I was literally chased from absolute poverty into the possession of nearly a million dollars.

I discovered a great mining district and founded a thriving town.

And if the matter of paternity is ever brought up in court, it will probably be proved to the satisfaction of a jury that I am the father of Kern county.


CHAPTER XIV.
Decade Between 1860 and ’70, Next to the Gold Age, One of the Most Stirring Times in History of State.
Realization Had Come That Mineral Riches Formed Smallest Part of Resources; Outlook Was Bright.

Late in the summer of 1865, I took up my residence in San Francisco. The war was over, the country settling down after the intoxication of a terrific struggle. But one fever was only followed by another, so far as I was concerned. I was barely 25, but far older than my years. In fact, I never had any youth at all. From the time when I ran away from college to join Walker’s expedition against Nicaragua, I was called on to meet problems that required a man’s decision, and so became one, long ahead of time. But I was brimful of a restless ambition to make my mark—to become one of the great central figures in working out the destiny of the Pacific Coast.

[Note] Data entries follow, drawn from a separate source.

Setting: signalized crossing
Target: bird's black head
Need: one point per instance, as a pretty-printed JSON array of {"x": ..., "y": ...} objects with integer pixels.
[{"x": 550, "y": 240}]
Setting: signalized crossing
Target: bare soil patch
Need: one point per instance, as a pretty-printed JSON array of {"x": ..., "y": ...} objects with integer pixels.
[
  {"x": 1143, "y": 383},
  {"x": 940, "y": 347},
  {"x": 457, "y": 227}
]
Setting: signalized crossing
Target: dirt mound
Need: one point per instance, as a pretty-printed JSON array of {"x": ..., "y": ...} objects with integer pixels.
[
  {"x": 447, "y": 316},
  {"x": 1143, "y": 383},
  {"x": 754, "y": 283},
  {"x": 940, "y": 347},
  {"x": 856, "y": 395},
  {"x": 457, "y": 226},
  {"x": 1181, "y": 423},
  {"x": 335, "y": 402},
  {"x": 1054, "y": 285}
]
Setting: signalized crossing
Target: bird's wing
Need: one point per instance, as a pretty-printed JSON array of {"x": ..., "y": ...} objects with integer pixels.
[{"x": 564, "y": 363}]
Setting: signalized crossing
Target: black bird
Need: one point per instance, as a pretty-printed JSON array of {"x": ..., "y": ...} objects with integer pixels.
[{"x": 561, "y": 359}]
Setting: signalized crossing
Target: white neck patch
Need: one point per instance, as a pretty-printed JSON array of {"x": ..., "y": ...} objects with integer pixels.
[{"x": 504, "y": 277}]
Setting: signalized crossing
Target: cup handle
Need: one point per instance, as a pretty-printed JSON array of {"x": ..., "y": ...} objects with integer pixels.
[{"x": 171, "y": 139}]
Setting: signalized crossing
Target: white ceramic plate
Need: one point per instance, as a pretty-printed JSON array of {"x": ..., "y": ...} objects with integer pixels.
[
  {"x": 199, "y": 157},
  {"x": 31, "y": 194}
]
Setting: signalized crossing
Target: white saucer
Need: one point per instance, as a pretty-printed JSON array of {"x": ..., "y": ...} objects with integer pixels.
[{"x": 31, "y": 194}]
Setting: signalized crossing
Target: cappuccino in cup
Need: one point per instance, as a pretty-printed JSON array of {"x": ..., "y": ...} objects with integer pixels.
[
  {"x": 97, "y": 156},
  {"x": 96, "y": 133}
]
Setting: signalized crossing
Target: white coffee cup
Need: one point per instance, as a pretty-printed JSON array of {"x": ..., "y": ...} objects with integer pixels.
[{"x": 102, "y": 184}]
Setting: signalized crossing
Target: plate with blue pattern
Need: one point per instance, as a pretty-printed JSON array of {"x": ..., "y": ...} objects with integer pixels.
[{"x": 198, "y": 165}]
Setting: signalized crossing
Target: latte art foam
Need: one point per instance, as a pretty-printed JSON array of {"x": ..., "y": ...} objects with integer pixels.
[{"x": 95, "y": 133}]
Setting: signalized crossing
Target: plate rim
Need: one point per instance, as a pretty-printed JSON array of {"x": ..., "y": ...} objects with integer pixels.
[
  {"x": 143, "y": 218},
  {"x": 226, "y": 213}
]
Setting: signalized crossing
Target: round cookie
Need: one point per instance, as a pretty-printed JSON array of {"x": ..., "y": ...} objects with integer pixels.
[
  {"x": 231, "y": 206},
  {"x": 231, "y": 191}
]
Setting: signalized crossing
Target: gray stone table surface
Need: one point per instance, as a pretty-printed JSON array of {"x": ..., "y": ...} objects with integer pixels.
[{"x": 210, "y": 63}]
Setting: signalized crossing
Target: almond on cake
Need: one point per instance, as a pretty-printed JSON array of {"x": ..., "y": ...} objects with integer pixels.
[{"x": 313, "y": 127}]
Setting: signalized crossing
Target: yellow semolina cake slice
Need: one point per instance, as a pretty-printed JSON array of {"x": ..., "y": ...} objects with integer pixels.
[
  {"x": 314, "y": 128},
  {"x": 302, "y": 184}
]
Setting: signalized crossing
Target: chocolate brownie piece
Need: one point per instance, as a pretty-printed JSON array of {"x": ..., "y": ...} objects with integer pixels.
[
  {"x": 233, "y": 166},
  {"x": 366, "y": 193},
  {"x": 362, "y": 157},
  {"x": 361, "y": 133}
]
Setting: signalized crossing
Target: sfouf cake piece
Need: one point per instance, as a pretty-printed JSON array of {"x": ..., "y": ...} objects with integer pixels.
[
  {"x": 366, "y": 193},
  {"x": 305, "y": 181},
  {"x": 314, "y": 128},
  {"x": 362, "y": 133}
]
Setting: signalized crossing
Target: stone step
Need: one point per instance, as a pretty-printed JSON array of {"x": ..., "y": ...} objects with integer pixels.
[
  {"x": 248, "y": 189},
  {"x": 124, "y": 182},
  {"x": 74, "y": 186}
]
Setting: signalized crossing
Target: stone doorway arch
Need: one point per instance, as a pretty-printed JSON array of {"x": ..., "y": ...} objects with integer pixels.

Those were stirring times, indeed. Few seem to understand that the decade between 1860 and 1870 was, next to the gold age of the ’50’s, the most important in the history of California. It was the period of transition from the fierce exploitation of the pioneers who looked only on the region as a thing to be despoiled of its treasures and to be abandoned. It saw the silent valleys changed to broad oceans of waving grain. It saw the foothills crowned with thrifty vineyards, saw the sure foundations laid of a great fruit industry, saw the beginning of systematic irrigation. It saw the port of San Francisco crowded with masts of vessels to carry its new-found wealth to distant lands, saw a mighty foreign commerce develop, saw the treasures of the Comstock Lode unlocked, saw a railroad stretch from the Atlantic to the Pacific. And men arose to meet the new conditions. A splendid line of merchants seized the opportunities of trade. Isaac Friedlander opened the markets of England for our wheat. Macondray Brothers built up great business interests in the Orient. The trade mark of William T. Coleman & Company was a guaranty of their goods throughout the civilized world. These names are only typical of many. A new race of mighty miners developed, men like George Hearst, J. B. Haggin, Lloyd Tevis, Alvinza Hayward, G. W. Grayson and others, whose activities extended to Utah, Nevada, Arizona, Montana and to distant Mexico, pouring a fresh river of gold and silver into California.

The drift of population of the growing city also changed and the westward movement began, which will only be bounded by the ocean.